A fictional cover designed by me for Vikram Seth’s upcoming ‘A Suitable Girl’ * (Not real)
Having spent my entire adult life, 32 years to be precise, running the gauntlet of deadlines, I can empathize with author Vikram Seth’s predicament.
Of course, there are deadlines and then there are deadlines. Mine are in the former category where deadlines are dictated by the innate perishability of news. It is not as if a globally consequential literary career rides on my kind of deadlines. Mine are merely a daily professional hazard of a fucking hack. (Oh, how liberating it is to gratuitously use the F word!)
As a journalist, if one is paid at all, one is not paid any advance, handsome or otherwise, of the kind that Seth’s literary agent David Godwin had managed to negotiate in 2009. Seth had signed a $1.7 million contract with the publisher Hamish Hamilton to write ‘A Suitable Girl’, a sequel to his widely acclaimed 1993 novel ‘A Suitable Boy.’ He was supposed to turn in the final manuscript by June end this year in time to coincide with the 20th anniversary of ‘A Suitable Boy.’ That deadline has come and gone and Seth is now looking for a more suitable deadline.
There are suggestions in some media reports that Hamish Hamilton, an imprint now part of the merged publishing behemoth Penguin Random House, is playing tough with Godwin. The famed literary agent has been quoted by The Times of India as saying, “It would be unfair to say the deal has been called off. Vikram has been known to take his time with his books. Our aim is to settle this new date with Hamish.”
The timing of the merger and the cracking of the whip by Hamish could well be just a coincidence but the ever fertile creative minds can always view it as the publishing machine grinding down their literary whims. There is nothing unusual about the uneasy relationship between publishers, necessarily industrial-commercial creatures, and high literature writers, necessarily capricious minds. One must sell and the other must, well, just write.
I am not privy to what it is that is inhibiting the progress of Seth’s manuscript. Perhaps it is nothing more than his well known fastidiousness. Or perhaps it is something much deeper, like literary ennui. I do not know about him but I would like to think $1.7 million should be enough to overcome both. I would overcome both for $17.
On the minor matter of whether $.1.7 million was an advance or part of the overall contract, it is hard to say. If it was an advance, by its very definition he would have been paid that upfront. That’s why it is called an advance. From my personal experience I can testify that advances have a way of getting spent. I hope Seth has not been that profligate because if he has to pay it back for failure to deliver let’s just it may not be that suitable.
I am conflicted about the purely commercial nature of the publisher-author relationship because I see both sides clearly. An advance is real money given at a time when the product for which it is paid is largely notional and in someone’s mind. Money is a great facilitator but it still does not sit down and write. The author has to do it. And as we know with reasonable certainty that authors, even the highly literary ones, are human with all the attendant frailties.

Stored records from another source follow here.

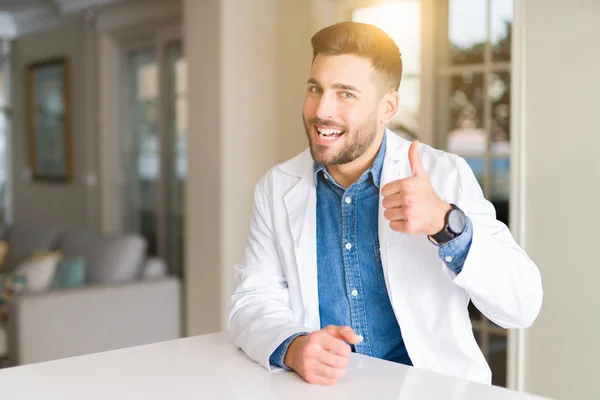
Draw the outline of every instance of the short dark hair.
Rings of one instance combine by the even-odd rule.
[[[402,79],[402,55],[382,29],[360,22],[341,22],[321,29],[311,39],[313,61],[317,54],[354,54],[368,58],[384,78],[386,89],[398,90]]]

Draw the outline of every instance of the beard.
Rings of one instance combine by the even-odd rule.
[[[377,137],[377,118],[375,115],[368,118],[363,124],[357,127],[349,127],[343,124],[337,124],[334,121],[312,118],[309,121],[302,116],[304,130],[308,137],[310,154],[313,160],[324,166],[348,164],[363,155],[373,144]],[[327,145],[314,143],[312,136],[312,126],[330,126],[336,129],[342,129],[345,136],[344,147],[334,154],[330,153],[330,147]]]

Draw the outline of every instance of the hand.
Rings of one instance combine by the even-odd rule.
[[[397,232],[435,235],[444,228],[451,206],[433,190],[421,163],[417,140],[410,145],[408,160],[412,176],[390,182],[381,189],[384,216]]]
[[[290,343],[283,362],[302,379],[318,385],[333,385],[346,373],[351,344],[361,337],[349,326],[330,325]]]

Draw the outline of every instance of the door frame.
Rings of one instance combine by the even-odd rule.
[[[161,23],[140,22],[134,27],[116,29],[99,35],[98,39],[98,71],[99,71],[99,104],[100,104],[100,149],[101,149],[101,198],[102,218],[101,231],[105,234],[124,233],[126,173],[122,157],[122,140],[127,129],[127,97],[123,93],[126,81],[127,54],[135,49],[152,47],[156,51],[159,63],[159,90],[164,92],[165,85],[165,48],[170,41],[182,40],[181,19],[172,17]],[[159,148],[165,148],[165,106],[164,96],[159,97],[158,134]],[[115,155],[118,155],[115,157]],[[166,161],[159,157],[160,176],[157,187],[157,209],[165,208],[164,171]],[[166,254],[164,216],[157,213],[158,255]]]

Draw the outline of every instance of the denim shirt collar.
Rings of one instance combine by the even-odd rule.
[[[375,157],[375,160],[373,161],[373,164],[371,165],[371,167],[367,171],[365,171],[365,173],[359,179],[359,181],[364,181],[364,179],[366,179],[365,176],[371,174],[371,176],[373,177],[373,183],[375,184],[375,186],[378,189],[379,189],[379,182],[381,179],[381,170],[383,169],[383,160],[385,158],[385,150],[386,150],[386,142],[387,142],[386,139],[387,139],[387,135],[384,133],[383,140],[381,141],[381,146],[379,146],[379,152],[377,153],[377,157]],[[317,183],[319,181],[319,172],[322,172],[323,175],[325,175],[325,177],[327,179],[329,179],[331,182],[335,182],[335,180],[329,174],[329,172],[327,172],[327,169],[325,168],[325,166],[323,164],[319,164],[319,163],[315,162],[314,169],[315,169],[315,174],[314,174],[315,186],[317,186]]]

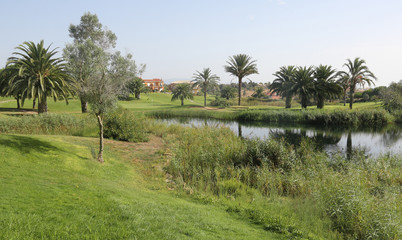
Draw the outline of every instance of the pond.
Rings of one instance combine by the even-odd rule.
[[[262,122],[237,122],[197,118],[159,119],[168,124],[201,127],[224,126],[244,138],[283,138],[298,145],[302,138],[314,141],[318,148],[327,153],[341,152],[350,155],[354,150],[366,155],[402,155],[402,126],[388,125],[381,129],[346,129],[341,126],[324,128],[305,124],[273,124]]]

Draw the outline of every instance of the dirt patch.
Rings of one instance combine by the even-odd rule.
[[[105,145],[133,162],[155,161],[160,159],[161,152],[166,144],[162,138],[149,136],[148,142],[131,143],[123,141],[105,140]]]

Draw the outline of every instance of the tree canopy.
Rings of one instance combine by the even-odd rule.
[[[249,76],[251,74],[258,74],[256,60],[253,60],[250,56],[246,54],[238,54],[232,57],[229,57],[229,60],[226,62],[225,71],[230,73],[233,76],[236,76],[239,80],[239,106],[241,104],[241,87],[242,80],[244,77]]]
[[[47,112],[47,97],[54,101],[72,94],[72,82],[66,74],[62,58],[57,58],[55,49],[45,47],[44,41],[38,44],[24,42],[16,48],[8,59],[3,71],[8,79],[7,95],[21,98],[38,99],[38,113]]]

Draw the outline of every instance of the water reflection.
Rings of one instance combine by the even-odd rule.
[[[402,154],[400,125],[388,125],[381,129],[347,129],[342,126],[329,128],[303,124],[267,124],[195,118],[170,118],[161,121],[195,127],[225,126],[239,137],[283,138],[295,146],[300,145],[303,138],[308,138],[316,143],[318,149],[329,153],[342,152],[347,158],[351,158],[356,149],[375,156],[383,153]]]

I do not expect Vikram Seth to become James Patterson who, I am told, finishes half a dozen novels before he has even shaved in the morning. (Literary exaggeration). However, Seth can certainly imbibe some of the expeditiousness that Patterson seems to have mastered.
* Seth may still be struggling with the novel but I have completed a possible jacket design without being asked. It took me about 15 minutes. The painting is mine as well. Jackets are easy. It is what comes between them is not.